How to be Happy: Virtue and the Path to Human Happiness
Call both one’s efforts at being a good person and the ways of thinking, feeling, and responding to circumstances that develop while one works to be a good person ‘virtue.’ Let ‘human happiness’ pick out a pattern in one’s life marked by such connected and interrelated goods as love, health, strong family ties and friendships, intellectual engagement, interesting work, a reasonable measure of material security, optimism for one’s future, and availability to experiences of joy and peace. On some traditional views, the development and exercise of good character—of virtue—is supposed to be enough to guarantee happiness. On other views, traditional and more modern, virtue and happiness can come apart. Both sorts of view share the idea that people want happiness. Both sorts of view share the understanding that acting well can be costly. In this talk, I will trace some of the tensions between virtue and happiness, urging that, while there may be no guarantee that the living will be easy when we work to be good human beings, the kinds of temporal happiness we can enjoy are only worth going for in the context of our efforts to be good people.

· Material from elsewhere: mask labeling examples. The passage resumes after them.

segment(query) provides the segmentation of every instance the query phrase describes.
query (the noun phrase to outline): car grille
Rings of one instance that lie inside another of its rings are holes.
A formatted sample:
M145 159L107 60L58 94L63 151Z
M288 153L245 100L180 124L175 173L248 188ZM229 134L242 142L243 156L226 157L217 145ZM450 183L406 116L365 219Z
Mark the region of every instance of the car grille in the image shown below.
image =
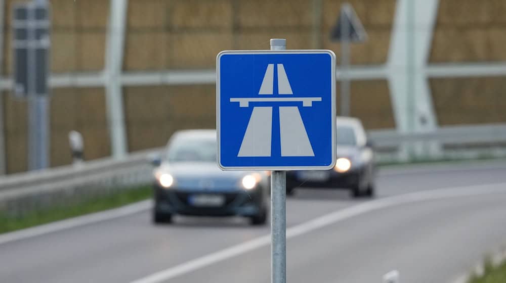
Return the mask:
M188 197L191 195L195 194L200 194L199 193L186 193L184 192L178 192L176 193L176 196L178 198L178 200L182 204L184 205L189 206L190 204L188 203ZM216 195L217 193L211 193L210 195ZM231 193L225 193L225 194L220 194L220 195L224 196L225 197L225 204L223 206L227 206L234 202L236 199L237 199L238 197L237 194L231 194Z

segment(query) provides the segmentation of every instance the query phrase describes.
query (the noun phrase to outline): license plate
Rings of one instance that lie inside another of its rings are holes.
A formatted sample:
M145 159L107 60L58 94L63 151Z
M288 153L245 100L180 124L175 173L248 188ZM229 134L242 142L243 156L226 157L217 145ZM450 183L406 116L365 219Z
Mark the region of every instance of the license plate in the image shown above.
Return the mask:
M193 206L216 207L225 203L225 198L220 195L193 195L188 198Z
M300 178L303 181L325 181L328 179L326 171L306 171L301 172Z

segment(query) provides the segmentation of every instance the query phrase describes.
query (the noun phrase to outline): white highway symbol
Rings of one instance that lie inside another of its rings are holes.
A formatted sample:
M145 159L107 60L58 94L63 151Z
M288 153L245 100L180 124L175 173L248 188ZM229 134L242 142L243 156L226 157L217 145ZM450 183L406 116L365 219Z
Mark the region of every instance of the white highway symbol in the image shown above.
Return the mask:
M282 64L276 64L278 71L278 93L293 95L290 82ZM260 96L273 94L274 64L269 64L264 75L259 91ZM230 102L238 102L239 107L249 107L252 102L302 102L303 107L311 107L321 98L231 98ZM301 113L297 106L279 107L279 133L281 156L314 156ZM257 106L253 112L241 144L238 157L270 157L272 144L272 107Z

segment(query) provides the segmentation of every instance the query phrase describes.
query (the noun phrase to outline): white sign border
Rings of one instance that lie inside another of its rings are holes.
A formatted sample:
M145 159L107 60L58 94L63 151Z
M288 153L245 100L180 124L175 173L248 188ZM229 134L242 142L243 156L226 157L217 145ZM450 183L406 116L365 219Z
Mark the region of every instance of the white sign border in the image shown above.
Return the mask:
M220 61L223 55L233 54L240 55L261 55L261 54L328 54L330 56L331 65L331 103L332 104L332 161L330 164L326 166L258 166L258 167L236 167L225 166L221 164L221 154L220 149L221 138L220 129ZM335 107L335 54L331 50L289 50L286 51L271 50L224 50L218 53L216 56L216 138L217 140L218 154L216 159L218 167L224 171L295 171L304 170L329 170L335 165L337 159L336 155L336 107Z

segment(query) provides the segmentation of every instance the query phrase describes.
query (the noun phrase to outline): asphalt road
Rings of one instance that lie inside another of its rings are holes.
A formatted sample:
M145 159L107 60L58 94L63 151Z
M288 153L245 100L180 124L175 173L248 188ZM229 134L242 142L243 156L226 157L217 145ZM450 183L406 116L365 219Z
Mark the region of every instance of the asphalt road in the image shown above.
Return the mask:
M395 269L403 282L451 282L506 247L505 184L506 163L493 163L385 169L373 201L299 190L288 281L379 282ZM268 282L269 231L236 218L154 226L143 211L0 244L0 282Z

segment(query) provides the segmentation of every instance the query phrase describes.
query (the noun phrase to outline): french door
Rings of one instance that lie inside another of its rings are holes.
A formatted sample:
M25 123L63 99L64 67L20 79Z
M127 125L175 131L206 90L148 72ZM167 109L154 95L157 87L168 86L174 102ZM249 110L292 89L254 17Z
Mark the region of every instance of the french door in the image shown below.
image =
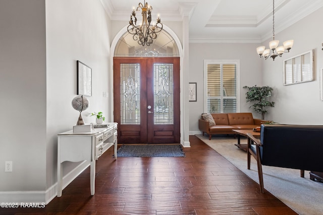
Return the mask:
M114 96L118 142L179 142L179 58L114 58Z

Good and the Privative Understanding of Evil
In this talk, I will think about bad things, and the ways in which we can apprehend and consider what is bad—both the kind of badness at issue in so-called “natural evils” like illness, injury, and some forms of suffering, and so-called “moral evils”—like injustice (with the understanding that moral evil can sometimes show itself in manmade natural evil). It can seem like both sorts of bad function completely independently of the goods that they block, impede, prevent, or otherwise sabotage. It can seem that way even if we don’t have unproblematic access to an account of what overall good might look like in the relevant area of human experience, life, or action. I will take seriously the difficulty of giving an account of all-around goodness in specific areas of life, experience, and action, and argue that, nevertheless, any understanding of badness is parasitic on a grasp—however inchoate or indeterminate—of good.